Inflammation as a key driver. While HCM originates from genetic mutations, such as those in the α-tropomyosin gene, its clinical manifestations are significantly exacerbated by immune-mediated inflammation. Infiltrating immune cells, including T lymphocytes and myeloid cells, promote chronic inflammation and cardiac fibrosis, increasing myocardial stiffness and the risk of sudden cardiac events. This inflammatory component presents a critical target for drug development.

A pivotal study published in Science Translational Medicine (Wang et al., 2015) provides a comprehensive analysis of the immune landscape in HCM, highlighting the role of regulatory T cells (Tregs) in modulating disease progression. The study’s findings in human and murine models open new avenues for therapeutic intervention in cardioimmunology.

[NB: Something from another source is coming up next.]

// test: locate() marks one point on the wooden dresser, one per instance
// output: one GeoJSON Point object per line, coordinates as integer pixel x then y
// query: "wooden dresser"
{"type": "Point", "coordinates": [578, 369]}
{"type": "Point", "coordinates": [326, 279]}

Human studies reveal immune infiltration. The researchers analyzed postmortem or explanted hearts from 16 HCM patients, focusing on the left (n=6) and right (n=4) ventricles. Flow cytometry revealed significant infiltration of CD3+, CD4+, CD8+, and CD11b+ myeloid cells, with CD45+ immune cells markedly elevated compared to controls. Single-nucleus RNA sequencing (snRNA-seq) confirmed activated immune pathways and low-grade inflammation, particularly associated with the D317N mutation in the α-tropomyosin gene. These data suggest a persistent inflammatory state in HCM hearts, offering a targetable mechanism for drug developers.

Murine models highlight Treg potential. In Actc1^tmP mouse models of HCM, immune cell infiltration increased progressively, doubling by 36 weeks. Notably, the adoptive transfer of CD4+Foxp3+ Tregs from mouse spleens significantly reduced cardiac fibrosis and improved systolic function, as assessed by late gadolinium enhancement cardiac magnetic resonance imaging (LGE-CMR) and Masson’s trichrome staining. Treatment with sifalimumab, an IL-2 receptor agonist, at a low dose (0.375 μg) nearly abolished fibrosis in treated mice (n=3 per group) over two weeks. These results underscore the therapeutic potential of enhancing Treg function to mitigate HCM progression.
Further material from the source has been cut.